# Portugiesischer Fischtopf (einfach !)



## Rheinspezie (15. Mai 2013)

Hallo zusammen,

hier ein einfaches, mediterranes Fischrezept, welches in Portugal sehr beliebt ist :

Ihr braucht :

Zwiebeln , Paprika , Tomaten , Knoblauch , Olivenöl , Weißwein ,

Salz , Pfeffer und natürlich Fisch.

Fisch ( diverses , Karbonade oder Filet , was gerade da ist ).

Zitrone , wahlweise Zitronenthymian/Basilikum.


Ich mache den Fischtopf mit Hechtfilet , welches ich mit dem Thymian, etwas Zitrone, Basilikum , Pfeffer und Olivenöl zuvor mariniert habe.

Die  Zubereitung ist ganz einfach : Zwiebeln grob schneiden, Paprika in Streifen schneiden, Tomaten würfeln , Knoblauch in dünne Scheiben schneiden .

Die Zwiebeln zuerst in den Topf ( ich habe zuvor etwas Öl eingegeben ) , dann die Paprika .

Das Ganze einmal schön anbraten und die Tomaten darübergeben.

Kräftig salzen und Pfeffern.

Weißwein zugeben, den Fisch auf das Gemüse betten , Knoblauch obenauf , ebenfalls salzen, pfeffern und mit reichlich Olivenöl versehen ( " ca " 6 Esslöffel ).

Hitze reduzieren und das Ganze mit Deckel ca. 30 Min. schmurgeln lassen.

Beilage : Brot/Kräuterbaguett/Kartoffeln, was eben da ist.


Fertich :m

Ein einfaches und gesunders Gericht, wie ich denke und auch nicht kompliziert.

Ich hoffe, es schmeckt Euch .

R.S.


----------



## cafabu (16. Mai 2013)

*AW: Portugiesischer Fischtopf (einfach !)*

Moinsen,
hört sich klasse an.
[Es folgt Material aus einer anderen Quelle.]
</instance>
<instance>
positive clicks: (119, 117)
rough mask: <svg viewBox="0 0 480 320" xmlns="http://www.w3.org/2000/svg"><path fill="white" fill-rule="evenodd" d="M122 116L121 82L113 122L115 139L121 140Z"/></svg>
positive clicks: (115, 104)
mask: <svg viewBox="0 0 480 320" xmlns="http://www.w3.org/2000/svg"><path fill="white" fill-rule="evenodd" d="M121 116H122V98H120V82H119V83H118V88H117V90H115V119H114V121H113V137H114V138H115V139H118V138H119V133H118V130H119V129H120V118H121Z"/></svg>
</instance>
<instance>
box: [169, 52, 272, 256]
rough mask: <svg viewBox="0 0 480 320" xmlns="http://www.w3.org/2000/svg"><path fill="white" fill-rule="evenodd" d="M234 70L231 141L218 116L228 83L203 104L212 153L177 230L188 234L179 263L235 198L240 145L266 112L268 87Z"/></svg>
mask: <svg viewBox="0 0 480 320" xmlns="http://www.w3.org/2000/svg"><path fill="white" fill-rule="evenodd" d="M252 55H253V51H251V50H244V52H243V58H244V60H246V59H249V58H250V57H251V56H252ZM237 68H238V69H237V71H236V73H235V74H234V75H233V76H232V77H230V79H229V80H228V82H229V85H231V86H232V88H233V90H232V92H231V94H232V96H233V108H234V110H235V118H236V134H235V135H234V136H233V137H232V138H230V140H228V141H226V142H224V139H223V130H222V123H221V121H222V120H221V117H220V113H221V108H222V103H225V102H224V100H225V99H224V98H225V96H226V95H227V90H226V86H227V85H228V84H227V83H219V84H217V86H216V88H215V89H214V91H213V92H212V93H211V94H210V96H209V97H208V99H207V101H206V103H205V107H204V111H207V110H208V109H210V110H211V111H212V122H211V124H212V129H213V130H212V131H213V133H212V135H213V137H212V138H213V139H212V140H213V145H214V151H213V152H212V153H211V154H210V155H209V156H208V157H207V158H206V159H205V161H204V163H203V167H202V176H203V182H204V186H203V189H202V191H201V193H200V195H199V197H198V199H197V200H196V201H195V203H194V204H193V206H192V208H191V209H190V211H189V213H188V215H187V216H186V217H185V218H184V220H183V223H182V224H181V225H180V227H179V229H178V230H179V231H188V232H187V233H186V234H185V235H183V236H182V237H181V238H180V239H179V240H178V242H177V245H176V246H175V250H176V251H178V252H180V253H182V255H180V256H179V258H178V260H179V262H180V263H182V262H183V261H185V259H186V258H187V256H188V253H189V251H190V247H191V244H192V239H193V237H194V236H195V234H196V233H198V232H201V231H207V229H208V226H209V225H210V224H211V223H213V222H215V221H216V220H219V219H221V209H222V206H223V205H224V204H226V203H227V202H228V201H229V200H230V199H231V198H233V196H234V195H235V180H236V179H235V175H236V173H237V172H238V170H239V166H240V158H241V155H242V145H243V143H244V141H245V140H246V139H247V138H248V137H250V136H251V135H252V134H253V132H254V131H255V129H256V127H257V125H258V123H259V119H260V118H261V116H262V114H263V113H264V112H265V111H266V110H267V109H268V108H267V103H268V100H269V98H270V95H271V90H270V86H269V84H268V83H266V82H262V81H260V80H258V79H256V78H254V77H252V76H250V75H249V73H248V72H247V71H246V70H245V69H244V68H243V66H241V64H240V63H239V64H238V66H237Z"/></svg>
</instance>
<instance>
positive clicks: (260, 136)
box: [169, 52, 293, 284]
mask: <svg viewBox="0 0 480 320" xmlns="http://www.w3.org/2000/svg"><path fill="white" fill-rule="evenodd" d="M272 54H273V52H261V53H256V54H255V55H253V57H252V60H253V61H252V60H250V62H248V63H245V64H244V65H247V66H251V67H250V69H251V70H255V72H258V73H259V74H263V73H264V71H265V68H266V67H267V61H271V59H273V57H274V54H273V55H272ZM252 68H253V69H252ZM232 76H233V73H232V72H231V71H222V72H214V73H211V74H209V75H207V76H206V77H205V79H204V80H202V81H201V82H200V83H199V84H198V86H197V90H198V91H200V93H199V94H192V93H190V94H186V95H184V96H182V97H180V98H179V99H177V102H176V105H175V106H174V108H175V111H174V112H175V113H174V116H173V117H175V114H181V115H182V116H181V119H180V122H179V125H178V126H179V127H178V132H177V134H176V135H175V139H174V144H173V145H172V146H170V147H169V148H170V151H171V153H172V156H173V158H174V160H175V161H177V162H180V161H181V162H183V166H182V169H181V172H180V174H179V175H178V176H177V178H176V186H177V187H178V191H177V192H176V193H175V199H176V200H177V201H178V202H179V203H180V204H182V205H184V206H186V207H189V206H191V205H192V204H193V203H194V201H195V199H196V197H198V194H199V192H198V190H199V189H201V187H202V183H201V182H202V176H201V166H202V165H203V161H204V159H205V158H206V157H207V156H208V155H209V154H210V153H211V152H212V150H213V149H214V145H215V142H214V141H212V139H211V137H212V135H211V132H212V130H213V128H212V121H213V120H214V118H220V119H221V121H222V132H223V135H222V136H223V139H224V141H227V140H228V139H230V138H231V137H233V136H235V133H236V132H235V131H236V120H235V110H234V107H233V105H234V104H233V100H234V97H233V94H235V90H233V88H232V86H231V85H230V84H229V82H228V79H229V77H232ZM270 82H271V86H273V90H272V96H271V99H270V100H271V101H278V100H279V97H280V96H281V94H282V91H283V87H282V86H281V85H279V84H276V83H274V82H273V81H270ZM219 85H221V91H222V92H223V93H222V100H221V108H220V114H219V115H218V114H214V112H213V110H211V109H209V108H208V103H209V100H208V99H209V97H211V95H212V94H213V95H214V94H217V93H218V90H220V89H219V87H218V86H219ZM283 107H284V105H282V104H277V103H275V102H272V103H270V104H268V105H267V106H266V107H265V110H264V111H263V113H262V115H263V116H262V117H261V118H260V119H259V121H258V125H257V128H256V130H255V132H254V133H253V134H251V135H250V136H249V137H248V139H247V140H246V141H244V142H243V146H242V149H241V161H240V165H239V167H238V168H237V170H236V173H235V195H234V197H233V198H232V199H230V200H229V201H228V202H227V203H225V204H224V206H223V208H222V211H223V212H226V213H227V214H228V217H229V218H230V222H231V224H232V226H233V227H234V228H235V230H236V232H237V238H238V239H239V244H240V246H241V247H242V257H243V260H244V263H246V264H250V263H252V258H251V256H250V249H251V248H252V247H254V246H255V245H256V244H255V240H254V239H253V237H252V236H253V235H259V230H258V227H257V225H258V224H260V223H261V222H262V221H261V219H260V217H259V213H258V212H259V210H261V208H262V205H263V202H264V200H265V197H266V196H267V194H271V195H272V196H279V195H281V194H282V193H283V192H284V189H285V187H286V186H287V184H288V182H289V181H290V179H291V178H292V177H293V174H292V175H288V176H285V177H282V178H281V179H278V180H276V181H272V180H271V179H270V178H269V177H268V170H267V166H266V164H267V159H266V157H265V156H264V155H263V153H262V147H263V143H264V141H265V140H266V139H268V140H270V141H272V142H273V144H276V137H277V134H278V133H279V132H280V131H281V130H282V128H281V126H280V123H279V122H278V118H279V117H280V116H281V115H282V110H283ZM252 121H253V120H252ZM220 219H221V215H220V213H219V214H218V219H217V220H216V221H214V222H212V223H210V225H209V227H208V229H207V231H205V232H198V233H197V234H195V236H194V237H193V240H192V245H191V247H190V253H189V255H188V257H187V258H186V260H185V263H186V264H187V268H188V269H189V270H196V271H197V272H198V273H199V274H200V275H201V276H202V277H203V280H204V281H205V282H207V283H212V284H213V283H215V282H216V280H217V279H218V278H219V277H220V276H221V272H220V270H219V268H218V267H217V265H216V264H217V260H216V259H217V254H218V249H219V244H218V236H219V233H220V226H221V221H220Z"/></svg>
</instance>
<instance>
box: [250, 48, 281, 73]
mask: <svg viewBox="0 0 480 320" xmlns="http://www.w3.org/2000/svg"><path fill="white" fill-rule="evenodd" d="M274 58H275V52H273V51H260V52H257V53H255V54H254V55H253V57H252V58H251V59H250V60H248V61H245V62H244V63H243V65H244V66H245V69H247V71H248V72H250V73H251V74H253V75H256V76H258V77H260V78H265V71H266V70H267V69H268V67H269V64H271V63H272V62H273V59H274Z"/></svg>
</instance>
Das muss ich unbedingt mal ausprobieren.
Carsten


----------



## Brettener86 (16. Mai 2013)

*AW: Portugiesischer Fischtopf (einfach !)*

Toll!!

Und das Bild sieht auch super aus


----------



## Schwxdxnfxschxr (16. Mai 2013)

*AW: Portugiesischer Fischtopf (einfach !)*

@Rheinspezie
ich mache diese Fischsuppe ebenfalls sehr gern (mit wenigen Veränderungen), aber dass es ein Portugiesischer Fischtopf ist, muss ich mir merken. Ich mache zusätzlich noch eine Kohlart rein, entweder Weiss- oder Spitzkohl oder Brokkoli und ich ersetze einen Teil des Weissweines durch Fischfond oder Gemüsebrühe (selbst gemacht). Du hast vollkommen Recht, das ist ein einfaches aber überaus schmackhaftes Gericht und es ist 'Wurscht', welchen Fisch man dazu einsetzt, der Geschmack wird natürlich davon beeinflußt. 
Ich habe gleich ne Pfütze auf der Zunge - muss eh einkaufen heute.
Gruß Schwefi


----------



## SC-Fischer (16. Mai 2013)

*AW: Portugiesischer Fischtopf (einfach !)*

Spitze!#6


----------



## Rheinspezie (16. Mai 2013)

*AW: Portugiesischer Fischtopf (einfach !)*

Hallo,

komme gerade aus der Küche und habe mir den Fischtopf schmecken lassen - frisch, leicht und köstlich.

Auch , wer nicht so gerne kocht, kann sich schnell und einfach 
was gesundes, leckeres zaubern :l

Das mit dem selbstgemachten Fischfond hört sich auch sehr gut an, es sollte aber keine "Instant" - Brühe dran, wie ich finde !

Ich hatte übrigens dem Filet zuvor die Gräten gezogen, mit einer kleinen Zange - und habe es nicht bereut...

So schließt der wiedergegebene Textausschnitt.